Shareholder relations: Foster shareholder relations and assess company vulnerabilities to prepare for activist involvement
While activist campaigns in 2016 may have leveled off among traditional activist funds, funds and other investors that have not historically taken activist actions continue to enter the activist or suggestivist realm. Additionally, proxy advisory firms and institutional investors continue to be more receptive to activist demands and campaigns. As a result, this environment demands that directors of public companies remain mindful of shareholder relations and company vulnerabilities.
In the past, scholarly articles, panels and other sources of information for directors of public companies have focused on corporate governance and defensive measures. While such discussions have merit and utility, the paradigm is shifting to suggest that a more proactive approach is increasingly appropriate. In other words, while winning a proxy contest or reaching a settlement with an activist investor is good, avoiding the situation altogether is better.

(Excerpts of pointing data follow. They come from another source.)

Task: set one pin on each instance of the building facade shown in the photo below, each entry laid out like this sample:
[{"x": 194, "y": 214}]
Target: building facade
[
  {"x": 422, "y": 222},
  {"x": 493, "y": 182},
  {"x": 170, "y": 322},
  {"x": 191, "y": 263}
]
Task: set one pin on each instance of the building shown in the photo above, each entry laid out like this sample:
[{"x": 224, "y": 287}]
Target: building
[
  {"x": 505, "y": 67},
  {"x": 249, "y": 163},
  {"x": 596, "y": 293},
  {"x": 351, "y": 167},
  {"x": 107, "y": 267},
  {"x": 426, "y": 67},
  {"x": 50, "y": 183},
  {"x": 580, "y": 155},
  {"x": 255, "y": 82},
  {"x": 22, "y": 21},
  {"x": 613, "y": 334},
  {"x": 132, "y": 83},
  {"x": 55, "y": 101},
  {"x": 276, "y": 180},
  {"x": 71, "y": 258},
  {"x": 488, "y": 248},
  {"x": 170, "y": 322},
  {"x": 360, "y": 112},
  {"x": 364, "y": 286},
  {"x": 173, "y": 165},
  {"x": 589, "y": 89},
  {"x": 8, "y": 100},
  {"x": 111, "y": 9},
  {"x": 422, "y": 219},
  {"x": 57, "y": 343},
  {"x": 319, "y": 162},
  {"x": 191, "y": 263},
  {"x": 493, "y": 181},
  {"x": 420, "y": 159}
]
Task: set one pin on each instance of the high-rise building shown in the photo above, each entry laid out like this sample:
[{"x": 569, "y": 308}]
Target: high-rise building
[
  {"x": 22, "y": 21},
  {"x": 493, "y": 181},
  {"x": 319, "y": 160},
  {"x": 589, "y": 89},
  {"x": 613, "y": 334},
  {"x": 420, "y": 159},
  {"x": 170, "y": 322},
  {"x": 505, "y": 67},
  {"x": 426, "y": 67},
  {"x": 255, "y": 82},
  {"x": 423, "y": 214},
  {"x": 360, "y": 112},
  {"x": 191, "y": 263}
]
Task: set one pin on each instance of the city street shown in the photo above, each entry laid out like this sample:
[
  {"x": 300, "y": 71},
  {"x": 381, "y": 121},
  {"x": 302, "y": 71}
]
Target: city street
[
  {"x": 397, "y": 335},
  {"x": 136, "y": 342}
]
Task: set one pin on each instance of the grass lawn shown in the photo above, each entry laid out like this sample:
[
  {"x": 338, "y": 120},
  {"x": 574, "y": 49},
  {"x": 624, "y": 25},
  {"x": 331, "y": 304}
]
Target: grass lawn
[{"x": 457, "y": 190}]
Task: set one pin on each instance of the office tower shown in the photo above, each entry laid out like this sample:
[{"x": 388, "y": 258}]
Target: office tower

The primary advice for a board of directors to foster shareholder relations is to address shareholder concerns. This means proactively engaging with shareholders and performing self-diagnostic analyses. A director should be cognizant of underperformance in relation to industry peers and other lagging performance areas. Un- and underutilized capital and assets can, for example, be sold and returned to shareholders to avoid future fights. Even if the decision is made not to make material changes to a company's plan, having thoughtfully considered shareholders concerns will mean the board is more prepared when the activist arrives. Not only that, but other shareholders are likely to show deference to a board that actively considers their concerns. Thus, making sure to engage shareholders is of the utmost importance.
If engagement and relations prove ineffective, a board may still need to go to the mat with an activist shareholder. In such a situation, a director will be playing catch-up unless he or she properly understands governance vulnerabilities. For example, a board may be vulnerable as a result of de-staggered boards, lack of access to a poison pill and a shareholder right to vote by written consent and to call special meetings. Understanding that such vulnerabilities exist, and being mindful of them in the negotiation process, can be the key to success in any contest.
Generally speaking, these factors boil down to one primary axiom in the activist arena: a director should take a commonsense approach. Shareholders demand value and a voice. Meeting those demands can turn a foe into an ally. If that approach fails, preparation is key.